Growing up in Beeville, Texas, I was one of three Los Angeles Dodgers fans in a town of 13,000 Houston Astros fans. The Texas Rangers hadn’t been born yet, and nobody in South Texas cares about the Rangers to this day anyway. But I became a Dodgers fan when Dad and a friend took me to see the Astrodome one Saturday when the Dodgers were in town. We sat right behind the Dodgers’ dugout as Sandy Koufax tossed a masterpiece that night, and I was hooked forever.
In high school and college, I’d watch any sporting event I could find, either live or on TV. I was such a sports freak I’d even watch ice hockey in the grainy broadcasts on 19″ screens of the day, in which you couldn’t even see the puck and only had a vague idea of what was actually taking place. But hey, it was sports, and who cared, right? Right.
For the last 20 years or so of my life, the years have had three seasons: College football, which lasts from September 1 through the first week in January; obsessing about college football from January through the end of March; Baseball season, which starts April 1 and runs in my life through the end of August, when College football season starts all over again. I’d tune in to watch the baseball playoffs and World Series in October, but only at times when there was no college football to obsess about.

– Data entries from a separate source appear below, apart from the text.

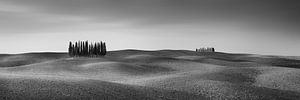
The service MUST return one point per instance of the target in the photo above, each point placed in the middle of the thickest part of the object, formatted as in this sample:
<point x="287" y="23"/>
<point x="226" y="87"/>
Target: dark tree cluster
<point x="205" y="50"/>
<point x="83" y="48"/>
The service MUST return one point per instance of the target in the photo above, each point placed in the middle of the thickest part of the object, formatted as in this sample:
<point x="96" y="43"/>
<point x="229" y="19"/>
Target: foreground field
<point x="150" y="75"/>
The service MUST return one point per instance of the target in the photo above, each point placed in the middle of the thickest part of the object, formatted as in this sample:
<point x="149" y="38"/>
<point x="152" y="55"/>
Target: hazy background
<point x="239" y="26"/>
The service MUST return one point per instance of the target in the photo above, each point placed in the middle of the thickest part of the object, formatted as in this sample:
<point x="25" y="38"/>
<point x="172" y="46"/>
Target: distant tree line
<point x="83" y="48"/>
<point x="205" y="50"/>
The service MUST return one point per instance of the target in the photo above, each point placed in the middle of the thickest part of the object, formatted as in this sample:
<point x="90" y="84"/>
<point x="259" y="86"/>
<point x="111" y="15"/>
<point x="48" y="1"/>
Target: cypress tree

My fandom for the NFL began to wane a few years ago with the idolization of Colin Kaepernick, a spoiled, mediocre football player who suddenly decided America is a terrible place once he’d lost his staring QB job with the San Francisco 49ers. The absolute politicization about every aspect of the game that has followed has completely ended any affinity I have for the game of pro football now. I haven’t spent a moment of my life worrying about the Dallas Cowboys this off-season.

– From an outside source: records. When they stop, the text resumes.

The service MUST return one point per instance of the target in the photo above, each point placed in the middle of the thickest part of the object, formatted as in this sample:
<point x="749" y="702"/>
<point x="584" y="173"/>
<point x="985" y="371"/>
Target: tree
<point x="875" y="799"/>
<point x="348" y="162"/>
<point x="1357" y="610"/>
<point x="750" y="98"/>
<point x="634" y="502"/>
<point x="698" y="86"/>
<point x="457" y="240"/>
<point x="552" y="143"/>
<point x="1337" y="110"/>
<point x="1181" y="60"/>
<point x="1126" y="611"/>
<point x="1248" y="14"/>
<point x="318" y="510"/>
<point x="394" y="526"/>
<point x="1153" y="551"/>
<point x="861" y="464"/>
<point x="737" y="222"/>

What I realized yesterday is that the same is true of Major League Baseball and even college football. Oh, I checked the score of the Dodgers/Giants game this morning, but in years past I wouldn’t have needed to do that because I’d have been up until midnight watching every pitch of the game. Last night, I went to bed before it started, so I missed the spectacle of every player and coach kneeling prior to the national anthem. During the anthem, Mookie Betts, a guy who had just signed a 12-year contract worth $360 million, and a few other players remained kneeling.

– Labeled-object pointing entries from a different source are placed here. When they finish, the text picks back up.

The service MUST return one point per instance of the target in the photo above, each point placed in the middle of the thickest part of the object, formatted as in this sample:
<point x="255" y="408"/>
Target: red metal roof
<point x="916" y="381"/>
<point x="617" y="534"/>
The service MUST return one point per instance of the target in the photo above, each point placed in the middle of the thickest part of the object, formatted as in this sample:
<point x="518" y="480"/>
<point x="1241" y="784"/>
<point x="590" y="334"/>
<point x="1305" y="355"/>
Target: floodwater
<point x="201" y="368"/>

Over the last four months, I’ve been perfectly content without sports in my life. For one thing, it’s left me more time to write, so I’m suddenly a more productive person. Go figure. I’ve also been spending much more time with my darling wife, which is an enduring blessing.
I no longer need sports in my life. And if I’ve reached that realization about myself, I can only imagine that millions of other formerly-rabid sports fans have arrived there as well.
Mookie should be glad he signed his life-altering deal – made possible by the fact that he lives in the greatest nation ever conceived by mankind – when he did, because the money machine that made that payout possible is probably about to take a very big hit.
That is all.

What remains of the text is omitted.